We investigate an integrated sensing and communication (ISAC)-enabled BS for the unmanned aerial vehicle (UAV) obstacle avoidance task, and propose a goal-oriented semantic communication (GOSC) framework for the BS to transmit sensing and command and control (C&C) signals efficiently and effectively. Our GOSC framework establishes a closed loop for sensing-C&C generation-sensing and C&C transmission: For sensing, a Kalman filter (KF) is applied to continuously predict UAV positions, mitigating the reliance of UAV position acquisition on continuous sensing signal transmission, and enhancing position estimation accuracy through sensing-prediction fusion. Based on the refined estimation position provided by the KF, we develop a Mahalanobis distance-based dynamic window approach (MD-DWA) to generate precise C&C signals under uncertainty, in which we derive the mathematical expression of the minimum Mahalanobis distance required to guarantee collision avoidance. Finally, for efficient sensing and C&C signal transmission, we propose an effectiveness-aware deep Q-network (E-DQN) to determine the transmission of sensing and C&C signals based on their value of information (VoI).
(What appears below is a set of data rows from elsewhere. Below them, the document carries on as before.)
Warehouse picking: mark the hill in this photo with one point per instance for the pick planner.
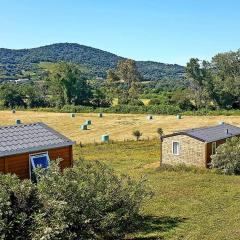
(25, 62)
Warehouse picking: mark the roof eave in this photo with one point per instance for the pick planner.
(183, 133)
(36, 149)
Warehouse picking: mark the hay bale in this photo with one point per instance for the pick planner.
(88, 122)
(84, 127)
(105, 138)
(179, 116)
(18, 121)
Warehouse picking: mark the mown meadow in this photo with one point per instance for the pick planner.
(189, 203)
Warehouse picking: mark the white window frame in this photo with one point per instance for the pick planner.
(214, 147)
(178, 153)
(36, 154)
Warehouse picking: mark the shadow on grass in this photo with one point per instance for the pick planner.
(152, 224)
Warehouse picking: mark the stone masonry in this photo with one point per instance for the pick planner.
(192, 151)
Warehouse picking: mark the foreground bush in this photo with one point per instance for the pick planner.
(88, 201)
(227, 157)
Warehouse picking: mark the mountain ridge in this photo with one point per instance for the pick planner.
(19, 62)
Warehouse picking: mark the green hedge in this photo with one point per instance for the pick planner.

The VoI of sensing signals is quantified by the reduction in uncertainty entropy of UAV's position estimation, while the VoI of C&C signals is measured by their contribution to UAV navigation improvement. Extensive simulations validate the effectiveness of our proposed GOSC framework. Compared to the conventional ISAC transmission framework that transmits sensing and C&C signals at every time slot, GOSC achieves the same 100% task success rate while reducing the number of transmitted sensing and C&C signals by 92.4% and the number of transmission time slots by 85.5%.